About Me

hello world!

My name is Breaunna (but all my friends call me Bree) and I am the author of Breaunna Blogs. I started this blog in 2016 to cope with how my life was changing after coming out to my family. I turned to therapy to help process my emotions and feelings, but what seemed to sustain my mental health was writing, which was no surprise. I’ve always turned to reading and writing to escape the turmoil and chaos in my mind and life. It has been my emotional outlet for as long as I can remember, but for a long time it has been my little secret. I’ve let very few people read my words and this is the first time I’ve tried to share it with the world.

While I’ve had this blog since 2016, I have been an inconsistent blogger. For a while, I didn’t feel like I had a sense of direction for my blog. The self-doubt soon crept in and convinced me that what I did have to say wasn’t important enough to be shared. We are all our own worst critics, but on top of that, the bravery that you have to have to share your most vulnerable and intimate experiences is something I’ve never possessed.

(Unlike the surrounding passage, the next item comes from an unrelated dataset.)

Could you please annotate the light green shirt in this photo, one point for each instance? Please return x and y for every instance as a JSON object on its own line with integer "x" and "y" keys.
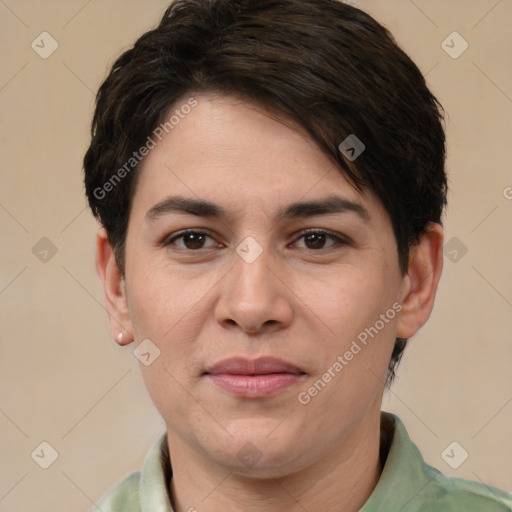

But, as I have become a parent and have dealt with the hard parts of going through the foster process, dealing with the effects of prematurity, and navigating the social stigma of two women raising a son, while I don’t have any answers, I have experiences and feelings that I think could help others feel heard and seen. I know becoming a parent in uncommon ways to kiddos who have higher needs can feel isolating and stressful and I hope that my experiences can support others dealing with the same type of things. I want this blog to be the thing that I was looking for when navigating coming out and becoming a parent. I want it to be a place of vulnerability, of understanding, and of community.

When I became a mom, everything was put on the back-burner, but I have realized that restoring those pieces of me that took a back seat during that transition need to become a priority again. This is the nexus of my experiences as a mom and my creative outlet-a place where my worlds can collide-a place when love can live through words.